Computer hacking can involve a group, an individual, government agency or private agency who looks for exploits in computer systems or networks.
Individuals, companies or government agencies (who use privately funded groups) can gain remote access to machines without seeking permission; providing they have the right tools and know how.
Vulnerable systems include: computers, mobile phones, websites, gaming systems, new cars (built after 2013, using the CAN bus network) and web servers.
If you’re not thinking about security you should as it’s as important as every other aspect of your business.
Why hack a system or more to the point, what’s the point?
There are a few things to consider here for example; the main reason for gaining access to a system and how you go about gaining access to a system.
If someone gained access to your systems today what could they do with the information they collect? Let’s setup an XP machine without any security on it, if I left the firewall open, this system would be compromised within a few hours of going online. How would a hacker get in and why would they want to get in?
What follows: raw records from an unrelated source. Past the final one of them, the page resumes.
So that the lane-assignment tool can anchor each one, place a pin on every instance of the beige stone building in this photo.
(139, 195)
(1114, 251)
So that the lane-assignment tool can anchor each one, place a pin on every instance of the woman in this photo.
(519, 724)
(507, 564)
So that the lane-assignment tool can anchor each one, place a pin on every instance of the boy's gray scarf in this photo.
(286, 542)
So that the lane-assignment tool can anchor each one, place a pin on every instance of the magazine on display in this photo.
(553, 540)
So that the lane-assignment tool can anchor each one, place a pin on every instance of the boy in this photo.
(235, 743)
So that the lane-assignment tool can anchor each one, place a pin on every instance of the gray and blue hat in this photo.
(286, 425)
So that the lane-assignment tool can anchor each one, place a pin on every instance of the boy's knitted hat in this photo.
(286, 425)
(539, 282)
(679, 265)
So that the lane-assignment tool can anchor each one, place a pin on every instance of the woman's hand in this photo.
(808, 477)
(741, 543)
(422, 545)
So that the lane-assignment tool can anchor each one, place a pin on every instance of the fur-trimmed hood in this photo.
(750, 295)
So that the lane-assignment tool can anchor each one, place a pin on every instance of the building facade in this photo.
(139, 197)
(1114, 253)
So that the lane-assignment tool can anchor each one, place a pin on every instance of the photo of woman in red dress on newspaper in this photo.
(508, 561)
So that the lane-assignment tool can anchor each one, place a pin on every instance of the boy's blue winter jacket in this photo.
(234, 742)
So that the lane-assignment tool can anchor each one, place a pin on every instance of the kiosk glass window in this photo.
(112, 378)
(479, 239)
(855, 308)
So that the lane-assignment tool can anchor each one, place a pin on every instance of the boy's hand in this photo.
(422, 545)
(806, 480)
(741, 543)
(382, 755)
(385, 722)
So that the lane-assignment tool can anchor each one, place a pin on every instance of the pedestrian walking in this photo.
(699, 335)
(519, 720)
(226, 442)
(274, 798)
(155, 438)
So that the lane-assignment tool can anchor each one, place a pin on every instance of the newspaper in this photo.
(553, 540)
Read on as I will explain this in more detail.
It’s your responsibility to make sure your mobile, network and computers have strong security policies
Don’t make excuses when it comes to security for example; budget, license costs, servers, hardware firewalls, the costs of an IT company that will look after your business, and taking the time to layout local system policies. Make sure you record everything that happens on your network, create a record system of everyone who logs onto your computer systems. Backup all your systems monthly, you should setup remote backup systems for every device you have, this type of backup is known as off-site storage, speak with your data center about this, or your web hosting company or IT company.
Installing software on your computer system can lead to security vulnerabilities in that software package
Within the first few hours of going online John could have hundreds of requests made to his system without him really knowing what is going on within his system.
His IP address will be on a range where 100 other people have a similar number or IP address as John does.
By this time a lot of information has been collected just by going online, and that’s before John registers on any other website, such as infamous social channels. Anyway, I hope you get the big picture, I have kept this brief just to enlighten you in relation to what happens online.
Acquiring data is big business, the more accurate the data, the more valuable the data
There is a good utility (program) called (TCP View) this allows you to see, close and open connections on your system in real-time (this is FREE). On your computer each service that is in use uses a PID number to identify each service running on your system, by identifying this service you can close this service down right away or investigate this further.
When it comes to running software on your computer, software developer’s state they need to support their software by allowing updates to take place, how do they know their software is out of date? Do they call you or send you an email? Isn’t this open to abuse?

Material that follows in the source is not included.